Uno degli argomenti toccati durante la manifestazione è stato quello secondo cui una pace fosse possibile già nell’aprile del 2022, con il famigerato "Istanbul Communiqué". Si accusa l’ex premier britannico Boris Johnson e la diplomazia americana di aver fatto pressioni sul governo ucraino affinché l'accordo venisse abbandonato, spingendolo a proseguire la guerra.
Facciamo un passo indietro. Nel giugno 2023, Vladimir Putin rese nota l’intesa proposta in Turchia, denominata "Trattato sulla neutralità permanente e sulle garanzie di sicurezza per l’Ucraina". Il testo, a suo dire molto dettagliato, venne però "gettato nella pattumiera della storia" dalle autorità di Kiev e dai loro alleati.
I punti salienti del trattato erano: l’Ucraina si impegnava a restare neutrale e a non entrare nella NATO.
La Russia rinunciava alla richiesta di smilitarizzazione e “denazificazione”, accettando invece l’adozione da parte di Kiev di una legge specifica. Inoltre, dava il suo assenso all’ingresso dell’Ucraina nell’Unione Europea. L’Ucraina chiedeva garanzie sulla propria indipendenza. Si proponeva una riduzione dell’esercito ucraino da 250.000 a 85.000 uomini. Kiev chiedeva di mantenere 800 carri armati, mentre Mosca ne accettava solo 342.
Nonostante gli orrori di Bucha, il dialogo proseguì. Il nodo cruciale restavano le garanzie: si cercavano meccanismi molto più solidi e concreti rispetto a quelli del Memorandum di Budapest del 1994, con cui l’Ucraina aveva rinunciato alle proprie testate nucleari in cambio della promessa – poi disattesa – di non essere aggredita (come avvenne nel 2014 con l’annessione della Crimea).
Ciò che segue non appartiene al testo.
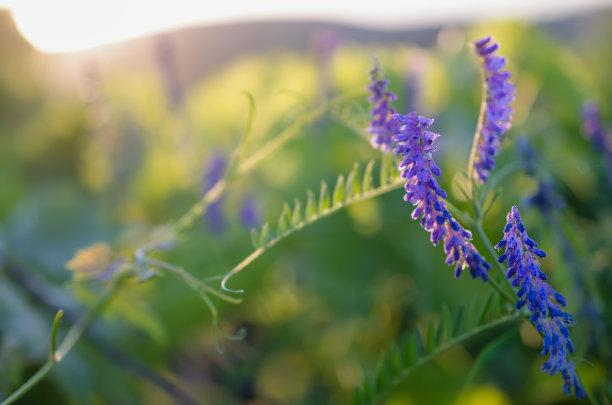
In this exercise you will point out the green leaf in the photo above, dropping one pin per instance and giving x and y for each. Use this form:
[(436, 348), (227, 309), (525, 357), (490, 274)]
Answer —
[(480, 317), (360, 398), (402, 360), (296, 218), (255, 238), (264, 237), (338, 196), (324, 200), (409, 349), (381, 376), (471, 312), (419, 347), (368, 181), (439, 334), (352, 183), (457, 320), (447, 322), (311, 207), (385, 168), (396, 360), (281, 228), (431, 336)]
Nella bozza del 12 aprile 2022 era specificato che gli Stati garanti avrebbero deciso autonomamente se intervenire in aiuto dell’Ucraina in caso di un nuovo attacco russo. Tuttavia, nella versione del 15 aprile – l’ultima nota – i russi cercarono di modificare questo punto cruciale, chiedendo che l’aiuto potesse avvenire solo previa decisione unanime di tutti gli Stati garanti.
E qui il paradosso: tra gli "Stati garanti" figurava anche il Consiglio di Sicurezza dell’ONU, di cui fa parte la stessa Russia, con diritto di veto. Alla luce di tutto ciò, chiunque dotato di buon senso non avrebbe potuto firmare quell’accordo. È facile volere la pace... con i morti degli altri.
Per concludere, con le parole di Winston Churchill: "In tempo di guerra, la verità è così preziosa che bisogna sempre proteggerla con una cortina di bugie."